街の各所で使われている錬金術の道具、その数が明らかに増えていた。そのどれもが、前回訪れた時には見なかったものばかりだった。
「驚きましたか? 新しい錬金釜のおかげで調合が容易になった結果、様々な道具が一般化したのです」
「すごいわねー。なんか皆、楽しそうだし」
「日々新しい技術が生み出されるのですから、それは楽しみでしょうね。とはいえ、錬金術による技術革新はこの街だけの現象です。外の世界に広がっていくには、まだまだ時間がかかるでしょう」
ロゼッタさんはそう言った後、錬金術は未だ、怪しげな術と思われていますから……と付け加えた。
「そりゃそうよねー。この街みたいに錬金術が根付いてる土地のほうが珍しいのよ」
思わず笑いながら言う。あたしが旅したほとんどの街や村では、錬金術は知られてもいない。
この世界は、錬金術不毛の地なのだ。
「ですが、メイさんの錬金釜のおかげで錬金術師は今後魔法使いと並ぶ力を持てるようになるかもしれません。少なくとも希望は見えましたし、これから錬金術師を志す者はますます増えるでしょう」
そう言うロゼッタさんの顔には、確固たる自信が見てとれた。
……それからしばらく街の中を歩いた後、ロゼッタさんはあたしたちの宿を手配してくれた。
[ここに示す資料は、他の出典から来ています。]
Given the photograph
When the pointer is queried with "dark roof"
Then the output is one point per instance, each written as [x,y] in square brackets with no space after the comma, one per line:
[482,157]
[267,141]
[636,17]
「街まで案内してもらった挙げ句、宿まで確保してもらっちゃって、悪いわねー」
「いえ、これから私たちは用事がありますので。メイさんたちはしばらくの間、この宿を拠点に錬金術の街を楽しまれてください」
「ロゼッタさん、ありがとうございます!」
「わかったよ。頑張ってね。ロゼッタ」
「……ルメイエ、何を当然のようにメイさんのそばにいるのですか。あなたはこっちです」
何食わぬ顔でフィーリの背後から手を振っていたルメイエを、ロゼッタさんが引きずり出す。
「イヤだ! 離して! ボクもスローライフしたい!」
「駄々をこねないでください。ここまで来たのですから覚悟を決めて。まずはレシピ研究所の皆さんにご挨拶です。それから学園のほうにも顔を出してもらって……」
「うわーん! こうなると思ったから帰りたくなかったんだー!」
泣き叫ぶルメイエを、ロゼッタさんはずるずると引っ張っていってしまった。伝説の錬金術師の威厳も何もあったもんじゃない。
「傍から見てると幼なじみって言うより、おばあさんと孫って感じよねー」
「本当ですねー」
呟くあたしに相槌を打ちながらも、フィーリは心ここにあらず。遠くに並ぶお店に興味津々のようだった。
しょーがないわねー。それじゃ、久しぶりの錬金術師の街、フィーリと一緒に楽しみますか!